En igual calibre, añadió: "Yo ayer estuve todo el día acá, porque estoy durmiendo acá, estoy desde las 8 de la mañana que me levanto y hasta las 11 de la noche que di clases, no me he movido de acá y no ha venido nadie. Esperaba que venga la mamá o el papá, porque yo ya tengo 32 años y esperaba que se acerquen a pedirme disculpas y preguntarme en qué podían ayudarme. Por ejemplo, no les pido una cerradura nueva, si tienen una en su casa que me la acerquen, algo así mínimo. Si tenían un brazo del televisor que rompió su hijo que me lo vendan al menos, que entiendan mi situación, pero no se acercó nadie".
"No se tienen que acercar obligadamente, pero por ahí se puso la trampa de lo que habló y ahora ella está obligada a venir. Tiene que pensar lo que va a hablar, porque uno es preso de sus propias palabras", sostuvo y subrayó: "Hoy lo que más nos cuesta es sacarse el miedo del robo, porque cuando me quiero ir a dormir a mi casa al final me quedo acá por si pasa de vuelta, todo fue muy mediático y tengo miedo de que pase algo más".

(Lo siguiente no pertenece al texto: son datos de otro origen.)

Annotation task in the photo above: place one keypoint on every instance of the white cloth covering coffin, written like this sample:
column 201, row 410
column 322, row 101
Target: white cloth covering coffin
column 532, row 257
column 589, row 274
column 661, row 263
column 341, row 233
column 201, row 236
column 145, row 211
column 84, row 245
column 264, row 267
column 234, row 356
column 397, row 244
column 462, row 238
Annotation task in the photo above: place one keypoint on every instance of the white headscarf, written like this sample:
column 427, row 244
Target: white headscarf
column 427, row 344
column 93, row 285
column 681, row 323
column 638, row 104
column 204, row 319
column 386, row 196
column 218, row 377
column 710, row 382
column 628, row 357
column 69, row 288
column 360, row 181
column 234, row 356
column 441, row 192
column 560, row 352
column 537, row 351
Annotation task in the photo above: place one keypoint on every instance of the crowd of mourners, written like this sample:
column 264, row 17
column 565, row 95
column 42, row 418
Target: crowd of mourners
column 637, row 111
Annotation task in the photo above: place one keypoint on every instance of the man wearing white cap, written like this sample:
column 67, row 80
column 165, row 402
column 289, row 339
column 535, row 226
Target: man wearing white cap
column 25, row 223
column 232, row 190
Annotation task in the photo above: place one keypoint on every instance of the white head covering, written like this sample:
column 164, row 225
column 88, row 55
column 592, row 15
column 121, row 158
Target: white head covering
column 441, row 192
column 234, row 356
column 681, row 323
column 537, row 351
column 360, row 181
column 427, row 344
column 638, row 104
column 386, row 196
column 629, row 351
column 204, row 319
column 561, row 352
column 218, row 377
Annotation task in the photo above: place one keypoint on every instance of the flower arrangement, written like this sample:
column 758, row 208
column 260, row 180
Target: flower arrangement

Finalmente, puntualizó su desacuerdo con el Poder de la calle Laprida: "Estaría bueno que la Justicia se tome más en serio estos temas, yo no pido que le den 30 años de cárcel al loco, pero que le den un castigo, que pinte escuelas despintadas, que arregle lo que rompió en un mes, que ayude a un merendero. Yo ya sé los problemas que declaró su mamá, yo también tuve depresión, pero no salí a robar, encontré otras formas para sanarme, no es una excusa".